Qual è la sua ruotine in un matchday? “Cerco di fare cose che mi distraggano perché sono abbastanza teso. Vengo al Caffè del Collegio a bere un caffè e poi mi sposto al mercato Albinelli che è il cuore pulsante della città. Lì vado in un banco e bevo una birretta, saluto un po’ di gente e poi vado allo stadio. Aspetto la squadra che arriva col pulman e li saluto uno ad uno. Dopodiché vado in campo per il riscaldamento e lì ci sono alcuni riti. Mi sono posto un obiettivo importante, quello di essere zen, e anche quando la squadra segna non mi muovo. Aspetto sempre la fine del riscaldamento di Gagno e ci abbracciamo. Ormai sono quattro stagioni che lo facciamo, anche se lui solitamente è molto sudato!”.

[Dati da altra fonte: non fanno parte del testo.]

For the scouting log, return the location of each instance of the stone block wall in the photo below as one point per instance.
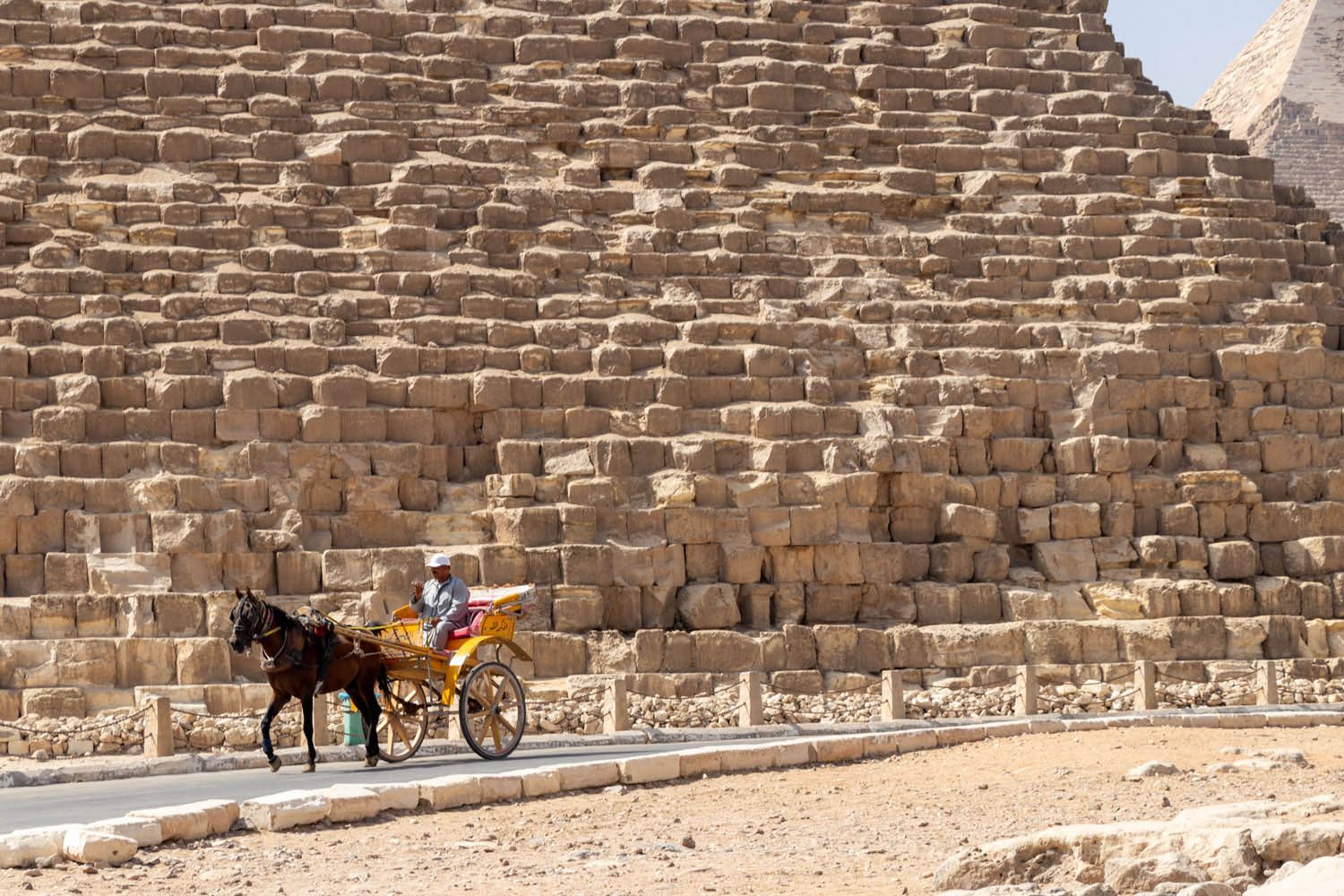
(758, 335)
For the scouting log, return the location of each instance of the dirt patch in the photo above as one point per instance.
(874, 826)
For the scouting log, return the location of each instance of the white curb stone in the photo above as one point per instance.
(913, 740)
(34, 844)
(793, 753)
(145, 831)
(881, 745)
(177, 823)
(540, 782)
(351, 802)
(747, 758)
(89, 847)
(451, 791)
(397, 796)
(841, 748)
(642, 770)
(707, 761)
(589, 774)
(288, 809)
(952, 737)
(497, 788)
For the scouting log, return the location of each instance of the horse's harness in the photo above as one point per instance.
(290, 653)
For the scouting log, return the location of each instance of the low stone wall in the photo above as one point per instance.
(704, 702)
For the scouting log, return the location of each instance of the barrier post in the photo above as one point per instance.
(1027, 691)
(1145, 684)
(159, 727)
(892, 696)
(322, 735)
(752, 711)
(616, 710)
(1268, 681)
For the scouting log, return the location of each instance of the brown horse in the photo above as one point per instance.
(293, 661)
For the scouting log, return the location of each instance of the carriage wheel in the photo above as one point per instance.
(491, 710)
(403, 723)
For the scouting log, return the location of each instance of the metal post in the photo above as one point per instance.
(1145, 684)
(616, 711)
(750, 685)
(892, 696)
(1027, 691)
(159, 727)
(1268, 680)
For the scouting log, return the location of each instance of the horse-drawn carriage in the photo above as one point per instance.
(394, 680)
(488, 696)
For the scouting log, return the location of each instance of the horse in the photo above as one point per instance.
(293, 661)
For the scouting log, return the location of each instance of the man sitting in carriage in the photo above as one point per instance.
(441, 599)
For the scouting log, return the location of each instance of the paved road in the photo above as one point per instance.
(90, 801)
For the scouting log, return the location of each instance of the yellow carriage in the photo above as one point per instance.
(486, 692)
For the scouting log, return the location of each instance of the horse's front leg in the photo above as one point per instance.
(306, 702)
(277, 702)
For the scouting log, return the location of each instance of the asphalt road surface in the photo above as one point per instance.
(91, 801)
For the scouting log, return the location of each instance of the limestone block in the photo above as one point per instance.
(832, 602)
(1070, 520)
(86, 845)
(129, 573)
(451, 791)
(642, 770)
(1066, 560)
(589, 774)
(717, 650)
(558, 654)
(145, 661)
(1314, 556)
(250, 390)
(937, 603)
(66, 573)
(144, 831)
(577, 607)
(202, 659)
(707, 606)
(1277, 595)
(351, 802)
(967, 521)
(177, 532)
(86, 661)
(287, 809)
(30, 845)
(1002, 643)
(51, 616)
(347, 570)
(1233, 559)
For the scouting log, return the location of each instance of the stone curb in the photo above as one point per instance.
(116, 840)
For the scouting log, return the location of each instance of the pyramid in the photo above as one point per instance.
(779, 336)
(1284, 94)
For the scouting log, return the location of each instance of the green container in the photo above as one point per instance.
(354, 721)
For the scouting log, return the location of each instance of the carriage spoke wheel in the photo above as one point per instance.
(403, 723)
(491, 710)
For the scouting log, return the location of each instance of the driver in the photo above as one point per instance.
(441, 599)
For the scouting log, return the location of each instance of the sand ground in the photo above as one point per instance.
(871, 828)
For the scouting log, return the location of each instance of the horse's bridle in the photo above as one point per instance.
(254, 619)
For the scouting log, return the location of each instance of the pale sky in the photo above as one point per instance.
(1187, 43)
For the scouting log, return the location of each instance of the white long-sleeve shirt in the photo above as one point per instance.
(446, 600)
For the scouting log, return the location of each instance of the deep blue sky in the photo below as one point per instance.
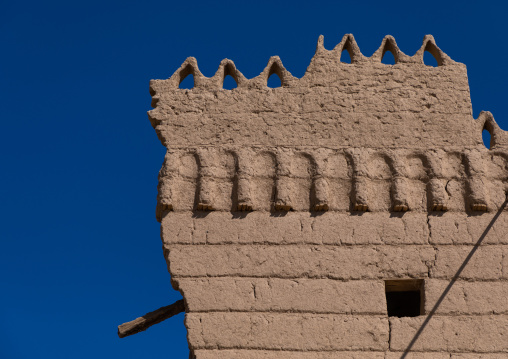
(81, 251)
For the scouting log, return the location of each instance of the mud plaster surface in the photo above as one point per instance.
(284, 210)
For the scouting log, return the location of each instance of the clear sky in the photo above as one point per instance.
(81, 250)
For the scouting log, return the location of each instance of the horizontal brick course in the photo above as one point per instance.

L’uomo Rivetti e la scelta Modena… “Credo molto nell’empatia con le persone, mi piace molto parlare con le persone. Mi ritengo un ottimo ascoltatore. I rapporti umani sono tutto. Quando giochiamo in casa, con i nostri tifosi, io lo sento moltissimo. Siamo entrati nel Modena per riconoscenza verso questa terra che alla mia famiglia ha dato tantissimo. La forza dell’azienda Stone Island sono state e sono le persone che ci lavorano. Parafrasando un signore che stava nel calcio, io sono un pres operaio!”.